According to André and colleagues, South Africa has been a global leader in the national deployment of two WHO-endorsed rapid molecular assays, the GenoType MTBDRplus version 2.0 (Hain Lifescience) and the Xpert MTB/RIF (Cepheid). These tests, they noted, are complemented by culturing with the BACTEC mycobacteria growth indicator tube 960 automated detection system (Becton, Dickinson and Company). However, according to André and colleagues, the tests only detect about 95% of known rifampicin-resistance mutations in Mycobacterium tuberculosis strains and do not detect rifampicin resistance associated with certain mutations in the rpoB gene located outside the rifampin-resistance-determining region (RRDR).
“Although available data suggest that these and other crucial mutations outside the RRDR might be of low frequency globally, the mutations could be more prevalent regionally,” such as in South Africa, where a recent national drug resistance survey could not detect the potential emergence of MDR-TB isolates harboring these mutations, André and colleagues wrote, raising concerns that they may be silently spreading there.

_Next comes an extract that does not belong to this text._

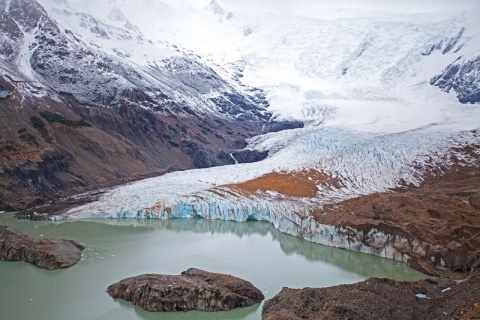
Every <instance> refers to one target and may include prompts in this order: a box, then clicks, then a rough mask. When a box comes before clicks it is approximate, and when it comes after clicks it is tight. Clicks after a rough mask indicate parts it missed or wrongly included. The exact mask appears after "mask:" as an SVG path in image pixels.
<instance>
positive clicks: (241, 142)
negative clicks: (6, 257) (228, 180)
mask: <svg viewBox="0 0 480 320" xmlns="http://www.w3.org/2000/svg"><path fill="white" fill-rule="evenodd" d="M70 14H71V15H73V16H75V15H74V13H73V12H72V13H70ZM76 16H78V17H81V21H80V23H81V24H82V26H83V24H85V23H88V24H90V26H89V27H91V28H90V29H91V33H92V34H93V36H95V37H96V36H99V34H101V35H104V36H105V37H107V38H110V37H111V38H115V40H118V41H120V40H122V41H123V42H124V43H123V44H122V45H123V46H132V45H133V44H135V45H138V46H145V47H148V46H149V45H150V47H148V48H150V50H158V51H162V50H160V49H158V48H157V49H155V48H153V49H152V48H151V47H152V45H151V44H150V43H149V42H148V41H146V40H145V39H143V38H142V36H141V33H139V31H138V30H136V29H135V28H133V29H128V28H127V29H122V28H115V27H112V26H108V25H105V24H102V23H100V22H99V21H97V20H96V19H95V18H94V17H89V16H83V15H80V14H76ZM79 37H81V36H79V35H75V34H74V33H73V32H72V31H71V30H68V29H65V28H64V27H63V26H60V25H59V24H58V23H57V22H56V21H55V20H53V19H52V18H51V17H50V16H49V14H48V13H47V12H46V11H45V10H44V9H43V7H42V6H40V5H39V4H38V3H37V2H36V1H35V0H12V1H0V39H1V42H2V45H1V46H0V70H1V71H2V72H1V74H0V159H1V161H0V172H1V176H0V191H1V192H0V210H12V209H24V208H27V207H30V206H32V205H35V204H41V203H45V202H48V201H50V200H52V199H58V198H59V196H62V195H65V194H66V192H67V191H68V192H70V193H74V192H78V191H79V190H83V189H85V188H92V187H100V186H104V185H111V184H118V183H122V182H125V181H130V180H134V179H138V178H141V177H146V176H149V175H158V174H162V173H165V172H168V171H172V170H183V169H190V168H194V167H211V166H216V165H225V164H231V163H234V160H233V159H232V158H231V157H230V156H229V153H230V152H231V151H234V150H237V149H241V148H243V147H244V146H245V139H246V138H248V137H251V136H252V135H255V134H258V133H260V132H261V130H262V123H263V122H265V121H266V120H268V119H269V117H270V114H269V113H268V112H266V111H265V106H266V105H267V103H266V101H265V98H264V96H263V93H262V92H261V90H257V89H255V88H249V87H245V86H240V85H237V82H236V80H235V79H223V78H221V77H220V76H219V75H218V74H216V73H215V72H214V71H213V70H212V69H210V68H209V67H207V66H206V65H204V64H203V63H202V62H201V61H199V60H198V57H196V56H195V57H194V56H189V55H187V54H186V53H181V52H178V50H177V51H176V50H175V49H174V48H172V47H170V48H169V49H168V50H167V49H163V51H165V50H166V51H167V53H166V54H165V53H163V54H162V55H160V57H161V58H163V60H161V61H152V62H151V63H150V65H149V66H148V67H141V66H139V65H135V64H134V63H132V62H130V61H127V60H125V59H124V58H122V57H119V56H112V55H111V54H109V53H107V52H105V51H102V49H101V48H98V45H93V44H92V43H88V40H86V39H83V40H82V39H80V38H79ZM135 37H137V38H135ZM119 39H120V40H119ZM137 42H140V43H137ZM179 92H180V94H179Z"/></svg>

For their study, André and colleagues screened records of 37,644 M. tuberculosis-positive cultures from four South African provinces sent to a national lab for diagnosis between Jan. 1, 2013, and Sept. 30, 2016, to identify isolates with rifampicin sensitivity and isoniazid resistance according to Xpert MTB/RIF, GenoType MTBDRplus, and BACTEC MGIT 960. Of the 1,823 isolates that met these criteria, they randomly selected and screened 277 for the Ile491Phe mutation with multiplex allele-specific PCR and Sanger sequencing of rpoB. They tested Ile491Phe-positive strains by Deeplex-MycTB (Genoscreen) deep sequencing and whole-genome sequencing to evaluate their patterns of extensive resistance, transmission and evolution.
The researchers identified the Ile491Phe mutation in 37 of 249 samples, reclassifying them as multidrug-resistant. All 37 isolates were additionally identified as genotypically resistant to all first-line drugs. Additionally, six of the isolates harbored four distinct mutations potentially associated with decreased sensitivity to bedaquiline, a successful substitute for second-line injectables. The researchers wrote that whole-genome sequencing revealed “concurrent silent spread” of MDT-TB in South Africa “extending from the eSwatini outbreak and at least another independently emerged Ile491Phe-bearing lineage.”
“Our findings highlight a serious gap in current WHO-endorsed algorithms for capturing all MDR tuberculosis strains. This gap results in inappropriate tuberculosis treatment, amplification of drug resistance, and adverse treatment outcomes,” the authors concluded.
“Our observations highlight the importance for South Africa and other countries to monitor the prevalence and potential increase in frequency of tuberculosis strains bearing rifampicin-resistance mutations outside the RRDR in drug-resistance surveys, without phenotypic preselection for rifampicin resistance. The obtained data will better guide and complement the implementation of available tools. Newer tools such as whole-genome sequencing of the Deeplex-MycTB multitarget assay should be used in such surveys to help to close existing gaps.” – by Caitlyn Stulpin
Disclosures: André reports no relevant financial disclosures. Please see the study for all other authors’ relevant financial disclosures.